One of my favorite musicians, Audrey Assad, once suggested we should be praying “with” the martyrs and not just “for” them. In this way, she introduced a very beautiful song, “Even Unto Death,” which was inspired by the execution of 21 Coptic Christians in Libya in February, 2015. She says she wrote it “to adopt the prayers of the martyrs” and so make them her own. The need to adopt their prayers is an ancient insight, and explains why Christians cultivated so passionately a memory of the martyrs — and especially their way of praying. Just think about how careful Luke the Evangelist was to record the final prayer of St. Stephen before he was stoned to death in the Acts of the Apostles (Acts 7:54-60).
The courage of the martyrs is awesome, and their witness is encouraging; but it is really the interior movement of their hearts as they prepare to go to death for the sake of faithful love that brings us to cherish them. I was reminded of this recently as I read the book, “Abducted in Iraq” by Saad Sirop Hanna, a memoir about the young Iraqi priest who spent about a month in captivity under terrorists in 2006. During his captivity, he was frequently beaten and threatened with death unless he converted to Islam.
Thankfully, he was eventually released. In a chapter titled “Beyond Survival,” Hanna relates the thoughts he had at a critical moment in his captivity. It was the moment he surpassed “that most basic instinct of all living things — survival.”
In that moment he found an unconquerable confidence despite the life-threatening situation in which he stood. The prospect of death had brought him a priceless treasure — courageous contact with reality. Only there can we meet God.
“We live in a world filled with distractions. With petty wants passing themselves off as needs, and fleeting joys masquerading as fulfillment.
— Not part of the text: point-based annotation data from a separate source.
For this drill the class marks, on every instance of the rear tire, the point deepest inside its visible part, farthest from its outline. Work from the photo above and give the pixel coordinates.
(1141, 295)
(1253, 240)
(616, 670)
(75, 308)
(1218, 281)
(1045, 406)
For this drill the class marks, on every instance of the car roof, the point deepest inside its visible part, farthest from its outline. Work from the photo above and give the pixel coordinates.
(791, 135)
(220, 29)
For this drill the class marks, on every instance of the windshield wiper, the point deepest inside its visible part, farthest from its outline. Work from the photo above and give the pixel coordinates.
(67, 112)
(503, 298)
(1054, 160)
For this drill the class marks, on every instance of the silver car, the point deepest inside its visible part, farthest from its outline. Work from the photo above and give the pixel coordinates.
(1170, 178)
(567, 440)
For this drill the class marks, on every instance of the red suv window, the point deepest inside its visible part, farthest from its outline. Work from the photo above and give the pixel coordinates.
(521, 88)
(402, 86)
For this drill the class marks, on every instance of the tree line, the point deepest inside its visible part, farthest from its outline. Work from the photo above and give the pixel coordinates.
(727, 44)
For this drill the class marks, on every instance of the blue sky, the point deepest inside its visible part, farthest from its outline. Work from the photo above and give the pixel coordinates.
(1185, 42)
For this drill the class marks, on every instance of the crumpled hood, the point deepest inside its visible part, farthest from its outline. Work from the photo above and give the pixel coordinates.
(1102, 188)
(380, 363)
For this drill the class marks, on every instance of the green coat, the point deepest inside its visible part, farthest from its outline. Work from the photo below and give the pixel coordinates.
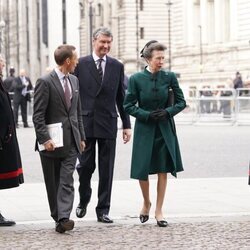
(146, 93)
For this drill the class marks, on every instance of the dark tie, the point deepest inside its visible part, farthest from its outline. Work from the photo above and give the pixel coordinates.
(66, 91)
(99, 68)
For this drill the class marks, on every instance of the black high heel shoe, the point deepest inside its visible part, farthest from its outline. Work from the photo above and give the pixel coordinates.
(144, 217)
(162, 223)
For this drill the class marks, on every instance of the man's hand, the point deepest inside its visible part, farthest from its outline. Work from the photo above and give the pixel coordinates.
(49, 145)
(82, 145)
(126, 135)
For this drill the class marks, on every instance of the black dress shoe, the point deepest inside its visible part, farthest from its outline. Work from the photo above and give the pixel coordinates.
(144, 218)
(104, 218)
(162, 223)
(64, 225)
(5, 222)
(81, 211)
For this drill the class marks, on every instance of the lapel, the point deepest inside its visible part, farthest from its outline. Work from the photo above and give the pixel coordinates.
(59, 88)
(108, 69)
(73, 89)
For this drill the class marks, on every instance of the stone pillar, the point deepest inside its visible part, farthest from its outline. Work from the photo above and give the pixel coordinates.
(203, 18)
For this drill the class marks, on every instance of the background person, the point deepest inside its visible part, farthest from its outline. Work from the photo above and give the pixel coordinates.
(11, 173)
(155, 145)
(56, 100)
(102, 91)
(22, 87)
(8, 82)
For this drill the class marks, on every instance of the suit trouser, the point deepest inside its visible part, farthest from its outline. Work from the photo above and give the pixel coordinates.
(23, 104)
(106, 157)
(58, 177)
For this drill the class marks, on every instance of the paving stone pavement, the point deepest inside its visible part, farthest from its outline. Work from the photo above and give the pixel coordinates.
(230, 234)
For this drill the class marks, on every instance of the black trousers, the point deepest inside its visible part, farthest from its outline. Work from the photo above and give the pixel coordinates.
(106, 157)
(23, 104)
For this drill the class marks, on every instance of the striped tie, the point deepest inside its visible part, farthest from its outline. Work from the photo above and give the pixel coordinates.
(67, 91)
(99, 68)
If there is a gift to be found in the close proximity of death, then it is surely perspective. […] You cannot but ask, who could I have been in this world? And who was I truly? With regret, I stared at the many failures of my life, at the times when I could have done more but chose not to. The people I could have helped but, for whatever unworthy reason, chose not to. The sick, the poor, the lonely. Through the blindfold, I watched a projector play my memories, and found myself too often quick to judge. At times too ready to exclude, too unwilling to understand, too slow to forgive. For me, and for those who believe as I do, the purpose of life is to find a oneness with God. There lies true happiness. And yet the quest for happiness can never be a selfish endeavor, for being one with God means to dwell in the collective and not the singular. Not to believe in heaven, and perform the necessary acts to reach it, but to believe in love and in living a life in accordance with that purpose. […] The shadow of death purifies this belief. It blows away the dust of the unimportant, and though it is neither a controversial nor a novel thought to say that love is the ultimate measure of a life well lived, to stand beside your scales and to weigh the acts of ‘I did’ against the ones of ‘I should have done’ is to learn once and for all that the measure of life is meaning.”
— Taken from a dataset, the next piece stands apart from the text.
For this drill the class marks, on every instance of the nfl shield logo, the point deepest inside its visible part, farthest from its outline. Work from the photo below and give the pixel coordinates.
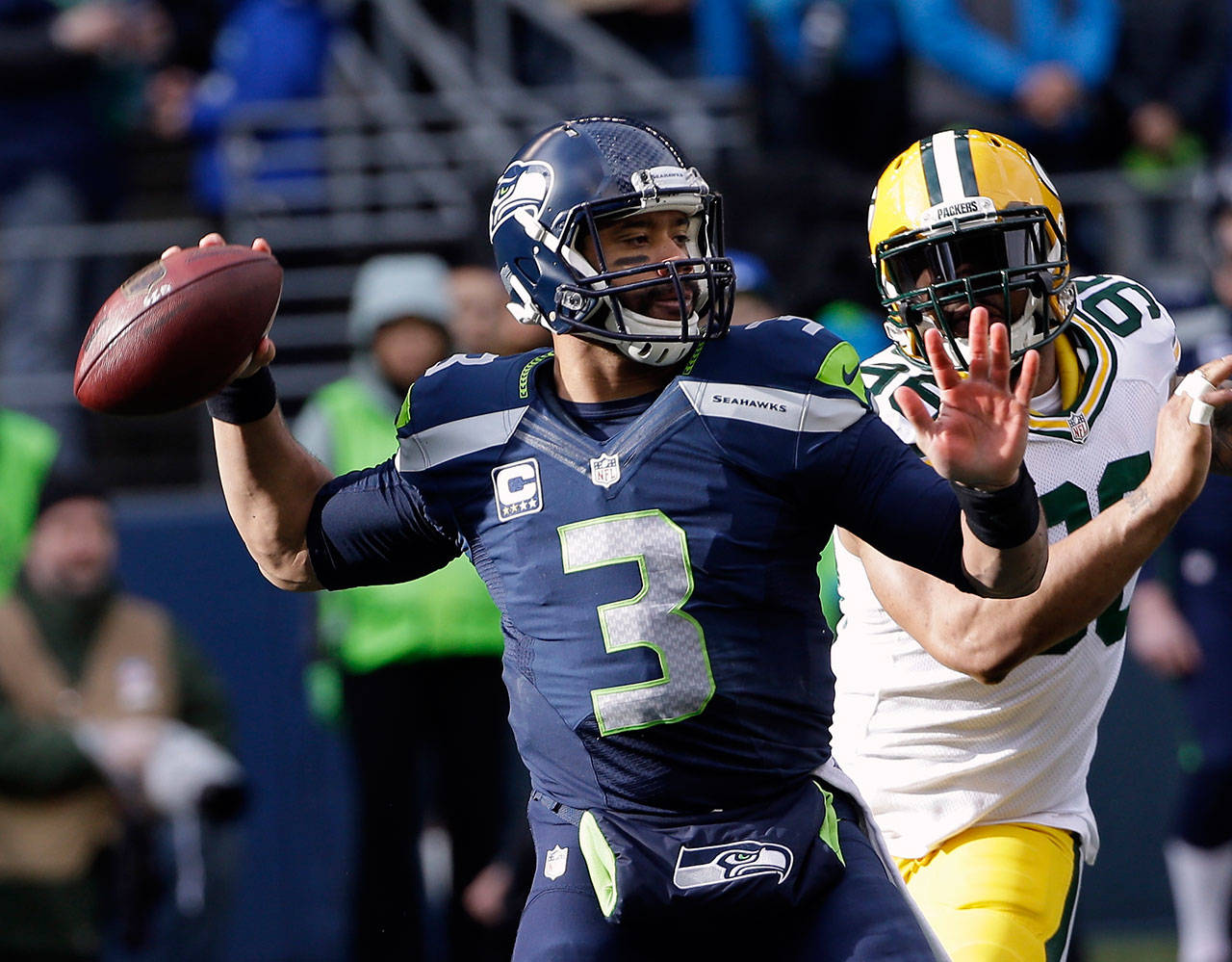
(555, 862)
(1078, 427)
(605, 470)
When we pray with the martyrs, we have a chance to enter into their perspective. We wake up from the daze of daily life and see clearly that “only one thing” is necessary (Lk 10:42), union with God, and in him the preservation of all that is worth preserving — love. We learn to detach from every false absolute — all our “petty wants passing themselves off as needs, and fleeting joys masquerading as fulfillment” — and thereby find strength to give ourselves away in love. I believe this vision grants the martyrs an unconquerable peace as they face a violent end. Nothing need stop our own hearts from moving with theirs. We too can wake up, lose our lives in love, and so one day find ourselves preserved into eternity.